Locally my app works fine, but in the cloud it terminates. It starts with the load_model() code, but then kills it after some time because of the error.
app.py
import pickle
import streamlit as st
import requests
import numpy as np
from os import path
import model_bert
import model_tfidf
st.set_page_config(layout="wide")
st.markdown(
"""
<style>
/* Hide the scrollbar but keep scrolling functionality */
::-webkit-scrollbar {
width: 0px;
background: transparent; /* Make the scrollbar transparent */
}
</style>
""",
unsafe_allow_html=True # Allow HTML tags in Markdown
)
def load_models(model):
if path.exists(f"./data/similarity_{model}.pkl"):
return pickle.load(open(f'./data/similarity_{model}.pkl', 'rb'))
else:
with st.spinner('Wait for models to train...'):
model_tfidf.get_model()
model_bert.get_model()
if model == "tfidf": load_models("tfidf")
elif model == "bert": load_models("bert")
# Initialize models if needed
load_models("tfidf")
load_models("bert")
# Load data using st.cache_data to prevent reloading on every run
@st.cache_data(show_spinner=True)
def load_data():
return {
'movies': pickle.load(open(r'./data/movie_list.pkl', 'rb')),
'similarity_tfidf': load_models("tfidf"),
'similarity_bert': load_models("bert"),
}
st.sidebar.title('Team 5')
# Load data
data = load_data()
movies = data['movies']
if 'watched_movies' not in st.session_state:
st.session_state.watched_movies = []
if 'summed_matrix_histories' not in st.session_state:
st.session_state.summed_matrix_histories = np.zeros(movies.shape[0])
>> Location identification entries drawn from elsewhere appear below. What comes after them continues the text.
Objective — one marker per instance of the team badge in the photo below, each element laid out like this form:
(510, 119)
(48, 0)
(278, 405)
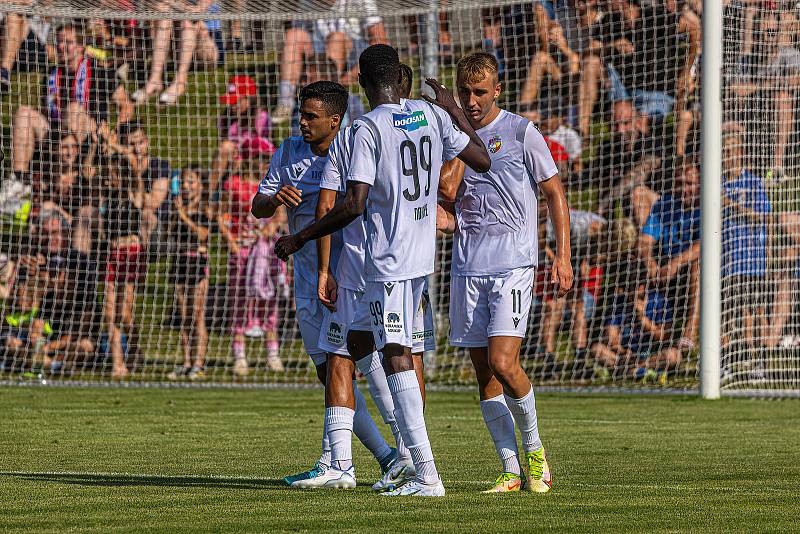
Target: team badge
(495, 143)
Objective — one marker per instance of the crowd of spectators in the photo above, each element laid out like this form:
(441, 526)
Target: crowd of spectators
(612, 84)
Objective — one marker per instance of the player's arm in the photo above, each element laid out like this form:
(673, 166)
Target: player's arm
(558, 209)
(342, 214)
(450, 179)
(474, 154)
(326, 287)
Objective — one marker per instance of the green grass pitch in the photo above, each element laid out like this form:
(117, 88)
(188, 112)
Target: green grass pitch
(211, 460)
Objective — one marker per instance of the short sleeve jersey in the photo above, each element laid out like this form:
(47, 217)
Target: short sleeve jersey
(294, 164)
(496, 211)
(350, 270)
(398, 149)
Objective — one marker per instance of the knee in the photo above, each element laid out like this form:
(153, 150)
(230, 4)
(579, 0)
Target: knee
(503, 367)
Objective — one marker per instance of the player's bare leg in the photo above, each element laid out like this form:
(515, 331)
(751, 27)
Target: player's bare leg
(499, 422)
(361, 345)
(401, 376)
(503, 360)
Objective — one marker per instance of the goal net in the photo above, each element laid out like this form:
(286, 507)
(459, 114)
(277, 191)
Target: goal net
(135, 134)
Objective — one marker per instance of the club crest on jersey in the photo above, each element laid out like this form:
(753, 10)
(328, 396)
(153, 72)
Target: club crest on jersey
(495, 143)
(410, 122)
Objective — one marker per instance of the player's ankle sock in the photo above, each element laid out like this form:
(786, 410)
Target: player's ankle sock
(339, 421)
(408, 412)
(372, 369)
(286, 93)
(524, 412)
(500, 423)
(366, 430)
(325, 458)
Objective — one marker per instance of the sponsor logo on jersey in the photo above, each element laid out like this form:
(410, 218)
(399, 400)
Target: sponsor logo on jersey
(335, 334)
(393, 323)
(410, 122)
(495, 143)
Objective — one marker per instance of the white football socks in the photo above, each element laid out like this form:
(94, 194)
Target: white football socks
(409, 414)
(325, 458)
(372, 369)
(524, 412)
(339, 421)
(365, 429)
(500, 423)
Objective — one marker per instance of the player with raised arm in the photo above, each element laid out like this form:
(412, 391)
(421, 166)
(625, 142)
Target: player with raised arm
(293, 181)
(397, 154)
(493, 266)
(341, 290)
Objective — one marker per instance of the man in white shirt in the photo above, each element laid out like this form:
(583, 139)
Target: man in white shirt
(495, 252)
(398, 150)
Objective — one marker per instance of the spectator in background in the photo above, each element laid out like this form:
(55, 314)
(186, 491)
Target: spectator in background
(340, 38)
(669, 247)
(767, 80)
(627, 158)
(240, 232)
(648, 54)
(636, 340)
(69, 306)
(266, 284)
(23, 44)
(77, 97)
(557, 66)
(189, 226)
(24, 331)
(197, 43)
(127, 259)
(153, 172)
(244, 128)
(745, 214)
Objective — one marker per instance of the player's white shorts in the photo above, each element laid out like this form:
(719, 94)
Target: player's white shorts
(487, 306)
(336, 325)
(398, 312)
(309, 318)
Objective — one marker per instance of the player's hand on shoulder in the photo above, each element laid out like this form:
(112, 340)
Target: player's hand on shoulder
(561, 275)
(443, 97)
(289, 196)
(288, 245)
(327, 289)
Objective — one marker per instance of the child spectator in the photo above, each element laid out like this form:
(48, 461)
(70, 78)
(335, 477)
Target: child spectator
(239, 230)
(244, 129)
(189, 226)
(266, 283)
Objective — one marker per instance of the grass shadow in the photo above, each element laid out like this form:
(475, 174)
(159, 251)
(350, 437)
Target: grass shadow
(121, 480)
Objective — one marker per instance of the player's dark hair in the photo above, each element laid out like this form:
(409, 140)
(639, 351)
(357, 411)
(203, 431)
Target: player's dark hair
(380, 65)
(406, 80)
(332, 95)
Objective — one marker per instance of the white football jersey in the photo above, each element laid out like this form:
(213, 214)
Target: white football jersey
(399, 149)
(496, 211)
(350, 269)
(294, 164)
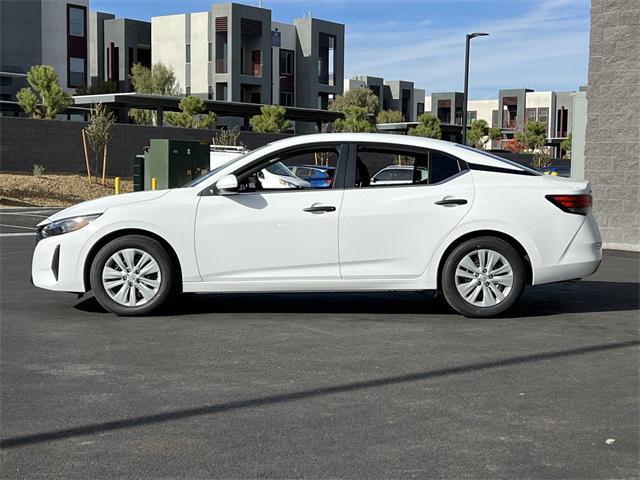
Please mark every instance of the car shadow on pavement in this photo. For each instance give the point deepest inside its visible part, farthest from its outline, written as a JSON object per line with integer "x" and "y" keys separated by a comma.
{"x": 553, "y": 299}
{"x": 218, "y": 408}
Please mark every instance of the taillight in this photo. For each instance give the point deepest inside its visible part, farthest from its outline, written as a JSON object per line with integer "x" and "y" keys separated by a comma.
{"x": 580, "y": 204}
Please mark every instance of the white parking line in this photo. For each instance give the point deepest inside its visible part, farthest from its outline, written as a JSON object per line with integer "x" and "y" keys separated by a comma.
{"x": 16, "y": 226}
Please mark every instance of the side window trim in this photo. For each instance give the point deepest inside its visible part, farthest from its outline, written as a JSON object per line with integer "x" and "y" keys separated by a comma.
{"x": 341, "y": 165}
{"x": 350, "y": 177}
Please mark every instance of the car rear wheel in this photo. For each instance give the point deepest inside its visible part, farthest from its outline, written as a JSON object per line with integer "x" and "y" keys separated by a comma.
{"x": 132, "y": 275}
{"x": 483, "y": 277}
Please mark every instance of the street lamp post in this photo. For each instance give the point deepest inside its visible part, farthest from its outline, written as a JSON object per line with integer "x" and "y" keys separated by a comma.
{"x": 466, "y": 83}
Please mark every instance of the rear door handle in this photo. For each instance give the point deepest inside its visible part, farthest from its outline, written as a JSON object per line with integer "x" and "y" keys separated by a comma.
{"x": 320, "y": 208}
{"x": 452, "y": 201}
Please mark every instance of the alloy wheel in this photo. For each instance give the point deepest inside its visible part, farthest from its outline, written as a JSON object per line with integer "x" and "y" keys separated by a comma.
{"x": 484, "y": 278}
{"x": 131, "y": 277}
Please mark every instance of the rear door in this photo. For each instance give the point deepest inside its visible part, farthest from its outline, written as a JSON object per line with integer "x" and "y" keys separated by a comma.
{"x": 392, "y": 231}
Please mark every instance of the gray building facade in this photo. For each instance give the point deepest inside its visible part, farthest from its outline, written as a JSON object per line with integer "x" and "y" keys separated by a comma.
{"x": 116, "y": 45}
{"x": 612, "y": 150}
{"x": 237, "y": 53}
{"x": 447, "y": 107}
{"x": 43, "y": 32}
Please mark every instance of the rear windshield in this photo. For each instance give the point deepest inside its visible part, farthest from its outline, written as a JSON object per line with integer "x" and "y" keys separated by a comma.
{"x": 501, "y": 159}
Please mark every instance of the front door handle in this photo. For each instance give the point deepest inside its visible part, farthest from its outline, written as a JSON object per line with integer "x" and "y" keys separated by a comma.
{"x": 319, "y": 208}
{"x": 452, "y": 201}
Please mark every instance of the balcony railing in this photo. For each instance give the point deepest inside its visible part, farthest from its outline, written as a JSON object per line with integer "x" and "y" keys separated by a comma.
{"x": 221, "y": 65}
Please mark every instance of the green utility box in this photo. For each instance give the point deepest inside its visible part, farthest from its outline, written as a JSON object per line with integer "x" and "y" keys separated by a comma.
{"x": 174, "y": 163}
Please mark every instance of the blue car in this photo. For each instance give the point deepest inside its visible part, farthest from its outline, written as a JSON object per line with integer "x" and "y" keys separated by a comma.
{"x": 319, "y": 176}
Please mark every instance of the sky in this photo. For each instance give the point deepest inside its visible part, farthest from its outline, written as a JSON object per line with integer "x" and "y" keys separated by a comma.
{"x": 538, "y": 44}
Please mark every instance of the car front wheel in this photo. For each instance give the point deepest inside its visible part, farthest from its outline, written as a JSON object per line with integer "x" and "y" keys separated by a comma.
{"x": 483, "y": 277}
{"x": 132, "y": 275}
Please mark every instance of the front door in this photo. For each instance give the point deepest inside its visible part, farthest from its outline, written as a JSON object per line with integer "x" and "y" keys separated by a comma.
{"x": 401, "y": 205}
{"x": 277, "y": 228}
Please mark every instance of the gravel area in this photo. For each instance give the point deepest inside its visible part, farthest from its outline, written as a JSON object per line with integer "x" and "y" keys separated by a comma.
{"x": 50, "y": 190}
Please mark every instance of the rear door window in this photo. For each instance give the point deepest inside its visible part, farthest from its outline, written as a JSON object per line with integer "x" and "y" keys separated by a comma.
{"x": 387, "y": 165}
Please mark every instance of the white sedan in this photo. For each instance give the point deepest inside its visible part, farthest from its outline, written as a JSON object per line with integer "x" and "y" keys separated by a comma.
{"x": 476, "y": 228}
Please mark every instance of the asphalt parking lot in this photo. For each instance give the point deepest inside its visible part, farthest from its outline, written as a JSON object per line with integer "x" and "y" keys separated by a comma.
{"x": 320, "y": 386}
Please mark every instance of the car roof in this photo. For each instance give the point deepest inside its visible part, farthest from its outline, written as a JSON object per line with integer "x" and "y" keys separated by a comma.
{"x": 466, "y": 153}
{"x": 320, "y": 167}
{"x": 398, "y": 167}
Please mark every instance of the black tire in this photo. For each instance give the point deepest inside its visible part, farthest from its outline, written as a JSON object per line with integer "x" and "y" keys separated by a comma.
{"x": 152, "y": 247}
{"x": 448, "y": 278}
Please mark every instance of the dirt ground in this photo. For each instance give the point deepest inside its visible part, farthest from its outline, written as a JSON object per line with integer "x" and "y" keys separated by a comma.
{"x": 49, "y": 190}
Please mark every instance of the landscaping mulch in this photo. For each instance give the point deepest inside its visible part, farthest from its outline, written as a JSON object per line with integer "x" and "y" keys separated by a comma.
{"x": 51, "y": 190}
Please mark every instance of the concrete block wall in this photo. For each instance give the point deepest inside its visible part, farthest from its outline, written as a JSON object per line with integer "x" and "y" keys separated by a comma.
{"x": 612, "y": 150}
{"x": 57, "y": 144}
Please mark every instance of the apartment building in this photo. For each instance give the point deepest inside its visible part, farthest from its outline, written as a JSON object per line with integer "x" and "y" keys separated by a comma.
{"x": 399, "y": 95}
{"x": 511, "y": 111}
{"x": 35, "y": 32}
{"x": 237, "y": 53}
{"x": 116, "y": 44}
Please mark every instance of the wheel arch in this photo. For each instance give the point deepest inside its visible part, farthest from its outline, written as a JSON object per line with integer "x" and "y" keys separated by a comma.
{"x": 121, "y": 233}
{"x": 526, "y": 259}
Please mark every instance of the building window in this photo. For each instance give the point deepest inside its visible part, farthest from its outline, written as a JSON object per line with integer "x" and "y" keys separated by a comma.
{"x": 543, "y": 115}
{"x": 323, "y": 101}
{"x": 76, "y": 46}
{"x": 76, "y": 72}
{"x": 327, "y": 59}
{"x": 509, "y": 112}
{"x": 221, "y": 91}
{"x": 562, "y": 121}
{"x": 113, "y": 63}
{"x": 76, "y": 21}
{"x": 286, "y": 62}
{"x": 531, "y": 115}
{"x": 286, "y": 99}
{"x": 472, "y": 115}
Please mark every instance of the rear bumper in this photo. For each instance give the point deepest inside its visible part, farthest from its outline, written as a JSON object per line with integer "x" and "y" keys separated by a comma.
{"x": 581, "y": 258}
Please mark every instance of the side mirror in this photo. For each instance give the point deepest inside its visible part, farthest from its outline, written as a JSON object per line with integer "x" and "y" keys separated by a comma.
{"x": 227, "y": 185}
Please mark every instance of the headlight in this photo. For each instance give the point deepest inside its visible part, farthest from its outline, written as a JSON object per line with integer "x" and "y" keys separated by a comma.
{"x": 65, "y": 225}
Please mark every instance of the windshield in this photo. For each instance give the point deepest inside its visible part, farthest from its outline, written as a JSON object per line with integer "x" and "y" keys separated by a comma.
{"x": 219, "y": 168}
{"x": 501, "y": 159}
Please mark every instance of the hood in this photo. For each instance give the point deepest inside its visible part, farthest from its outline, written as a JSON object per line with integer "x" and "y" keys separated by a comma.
{"x": 568, "y": 184}
{"x": 100, "y": 205}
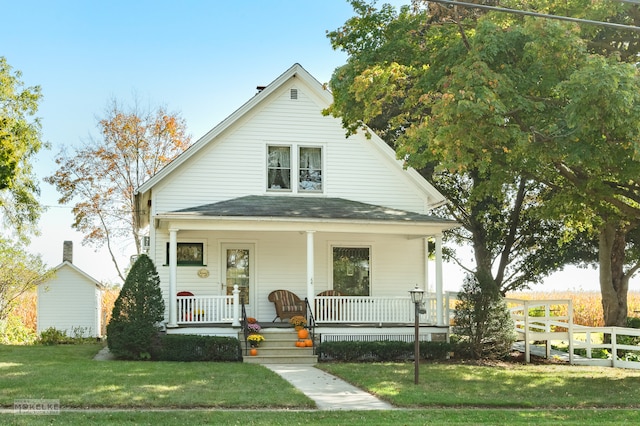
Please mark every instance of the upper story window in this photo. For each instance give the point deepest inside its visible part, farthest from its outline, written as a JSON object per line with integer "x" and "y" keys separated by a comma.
{"x": 310, "y": 169}
{"x": 279, "y": 168}
{"x": 188, "y": 254}
{"x": 285, "y": 162}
def recommend(movie, use_history):
if embed_type == 'TF-IDF':
similarity = data['similarity_tfidf']
else:
similarity = data['similarity_bert']
index = movies[movies['title'] == movie].index[0]
if use_history:
st.session_state.watched_movies.append(index)
st.session_state.summed_matrix_histories = st.session_state.summed_matrix_histories + similarity[index]
final_matrix = st.session_state.summed_matrix_histories
else:
final_matrix = similarity[index]
distances = sorted(list(enumerate(final_matrix)), reverse=True, key=lambda x: x[1])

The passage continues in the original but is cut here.